Starosta skarżyski, Michał Jędrys jest przekonany, że dojdzie do porozumienia dyrektora szpitala powiatowego z lekarzami, którzy złożyli wypowiedzenia z pracy. Od wczoraj obowiązki dyrektora pełni Andrzej Jarzębowski, który spotkał się już z załogą na wstępnych rozmowach. Jutro negocjacje mają być kontynuowane. Lekarze domagają się m.in. podwyżek płac.
Starosta skarżyski, Michał Jędrys
Starosta wyraził nadzieję, że medycy zrozumieją trudną sytuację szpitala i nie będą kategorycznie obstawać przy swoich żądaniach. Jak stwierdził- jeśli będą problemy w bieżącym funkcjonowaniu placówki, to w niedługim czasie może ona w ogóle przestać istnieć, wówczas wszyscy stracą pracę. Zaznaczył przy tym, że 28 lekarzy złożyło już deklarację powrotu do pracy, mówiąc o daleko idących ustępstwach.
Michał Jędrys odnosząc się do zarzutu, że władze powiatu ugięły się pod presją medyków, odwołując dyrektora Macieja Juszczyka, przyznał, że tak w istocie było. Wyjaśnił, że był to jeden z warunków pozostania lekarzy w szpitalu.

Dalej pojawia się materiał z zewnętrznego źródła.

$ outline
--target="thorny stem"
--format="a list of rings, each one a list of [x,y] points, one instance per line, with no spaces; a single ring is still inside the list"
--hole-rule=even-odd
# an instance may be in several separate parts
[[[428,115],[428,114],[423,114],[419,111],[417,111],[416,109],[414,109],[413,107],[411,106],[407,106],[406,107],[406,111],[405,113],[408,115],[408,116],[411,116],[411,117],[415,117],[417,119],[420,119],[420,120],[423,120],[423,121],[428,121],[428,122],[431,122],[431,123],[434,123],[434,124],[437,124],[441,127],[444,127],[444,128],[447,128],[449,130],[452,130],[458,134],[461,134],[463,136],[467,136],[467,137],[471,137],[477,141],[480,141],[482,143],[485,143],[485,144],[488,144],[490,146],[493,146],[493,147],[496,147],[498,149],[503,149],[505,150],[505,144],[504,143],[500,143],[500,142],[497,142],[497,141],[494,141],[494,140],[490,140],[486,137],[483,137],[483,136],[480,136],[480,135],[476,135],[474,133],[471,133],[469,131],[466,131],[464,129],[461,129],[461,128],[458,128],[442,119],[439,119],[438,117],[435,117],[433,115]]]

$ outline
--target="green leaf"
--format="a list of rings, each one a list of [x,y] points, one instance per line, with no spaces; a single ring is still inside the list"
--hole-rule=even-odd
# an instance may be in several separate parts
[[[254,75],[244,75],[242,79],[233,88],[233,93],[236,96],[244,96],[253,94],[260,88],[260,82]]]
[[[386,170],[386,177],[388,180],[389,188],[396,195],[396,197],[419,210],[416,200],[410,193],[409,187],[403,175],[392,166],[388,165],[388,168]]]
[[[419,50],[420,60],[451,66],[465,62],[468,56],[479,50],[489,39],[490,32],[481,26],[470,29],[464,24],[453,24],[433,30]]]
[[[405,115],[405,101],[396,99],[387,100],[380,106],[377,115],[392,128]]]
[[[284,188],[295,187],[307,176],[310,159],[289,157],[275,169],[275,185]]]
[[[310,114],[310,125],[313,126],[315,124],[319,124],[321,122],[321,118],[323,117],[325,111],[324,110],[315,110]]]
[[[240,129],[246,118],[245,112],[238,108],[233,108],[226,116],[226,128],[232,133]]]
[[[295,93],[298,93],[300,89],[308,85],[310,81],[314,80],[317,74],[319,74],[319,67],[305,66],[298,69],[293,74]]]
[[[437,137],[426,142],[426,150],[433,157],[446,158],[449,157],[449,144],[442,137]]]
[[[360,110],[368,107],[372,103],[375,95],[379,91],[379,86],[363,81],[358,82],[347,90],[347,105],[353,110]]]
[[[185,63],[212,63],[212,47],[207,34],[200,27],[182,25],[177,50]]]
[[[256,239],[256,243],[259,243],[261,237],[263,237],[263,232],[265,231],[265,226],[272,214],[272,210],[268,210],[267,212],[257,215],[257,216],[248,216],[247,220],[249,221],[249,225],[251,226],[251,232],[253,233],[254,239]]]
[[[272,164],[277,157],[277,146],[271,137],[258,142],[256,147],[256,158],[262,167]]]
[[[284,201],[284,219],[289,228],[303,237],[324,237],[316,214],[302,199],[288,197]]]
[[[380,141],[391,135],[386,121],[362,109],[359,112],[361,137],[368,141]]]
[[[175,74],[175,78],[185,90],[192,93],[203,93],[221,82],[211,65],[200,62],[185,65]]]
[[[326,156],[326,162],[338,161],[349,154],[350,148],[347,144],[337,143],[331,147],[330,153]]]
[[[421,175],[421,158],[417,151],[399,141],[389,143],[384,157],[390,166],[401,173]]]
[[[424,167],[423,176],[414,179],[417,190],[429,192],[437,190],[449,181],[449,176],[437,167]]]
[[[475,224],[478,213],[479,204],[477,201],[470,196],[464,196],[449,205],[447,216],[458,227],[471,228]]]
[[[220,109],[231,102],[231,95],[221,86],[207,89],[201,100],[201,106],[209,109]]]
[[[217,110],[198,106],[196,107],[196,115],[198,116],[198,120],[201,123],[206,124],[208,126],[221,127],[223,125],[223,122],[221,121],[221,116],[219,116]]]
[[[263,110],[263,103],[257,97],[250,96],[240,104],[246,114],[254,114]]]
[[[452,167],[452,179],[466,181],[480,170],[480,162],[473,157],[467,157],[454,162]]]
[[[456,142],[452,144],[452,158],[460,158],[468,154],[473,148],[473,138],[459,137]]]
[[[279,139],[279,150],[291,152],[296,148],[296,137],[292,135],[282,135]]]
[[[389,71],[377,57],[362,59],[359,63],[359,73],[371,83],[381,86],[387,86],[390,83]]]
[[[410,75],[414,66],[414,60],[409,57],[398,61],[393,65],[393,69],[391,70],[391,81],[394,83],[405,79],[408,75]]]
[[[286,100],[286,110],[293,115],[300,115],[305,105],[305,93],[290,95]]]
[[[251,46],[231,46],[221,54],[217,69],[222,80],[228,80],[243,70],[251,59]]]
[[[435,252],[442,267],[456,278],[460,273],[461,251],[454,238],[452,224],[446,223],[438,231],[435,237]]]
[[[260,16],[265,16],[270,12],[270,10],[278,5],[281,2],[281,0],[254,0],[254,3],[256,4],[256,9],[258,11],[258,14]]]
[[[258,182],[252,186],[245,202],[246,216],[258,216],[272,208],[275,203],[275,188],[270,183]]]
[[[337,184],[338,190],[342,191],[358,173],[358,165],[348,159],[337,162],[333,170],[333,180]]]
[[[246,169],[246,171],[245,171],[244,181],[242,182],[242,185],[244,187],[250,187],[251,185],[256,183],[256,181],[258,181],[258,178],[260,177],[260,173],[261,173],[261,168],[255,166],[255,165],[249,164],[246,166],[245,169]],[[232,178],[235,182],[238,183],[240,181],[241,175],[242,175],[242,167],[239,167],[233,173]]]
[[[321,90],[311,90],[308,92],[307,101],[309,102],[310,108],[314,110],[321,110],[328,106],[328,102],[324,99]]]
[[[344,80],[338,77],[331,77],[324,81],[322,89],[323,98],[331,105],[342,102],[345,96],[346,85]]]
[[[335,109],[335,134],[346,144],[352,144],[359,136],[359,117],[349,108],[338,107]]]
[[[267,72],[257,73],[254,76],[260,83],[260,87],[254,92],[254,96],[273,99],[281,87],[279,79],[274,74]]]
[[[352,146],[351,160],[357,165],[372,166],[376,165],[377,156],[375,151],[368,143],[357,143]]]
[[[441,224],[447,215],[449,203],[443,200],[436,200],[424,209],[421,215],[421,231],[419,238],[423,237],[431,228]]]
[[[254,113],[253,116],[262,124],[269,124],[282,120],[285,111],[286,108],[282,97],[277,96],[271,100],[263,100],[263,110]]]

Twierdzili bowiem, że dyrektor źle zarządzał placówką i popełnił wiele błędów.
Jeśli dyrekcja szpitala nie porozumie się z lekarzami, wówczas ich wypowiedzenia zaczną obowiązywać od 1 czerwca.
Starosta zaznaczył, że placówka jest zadłużona. Jednym ze sposobów na jej uratowanie jest przekształcenie w spółkę prawa handlowego. Umożliwiłoby to oddłużenie, a także dało dodatkowe dochody.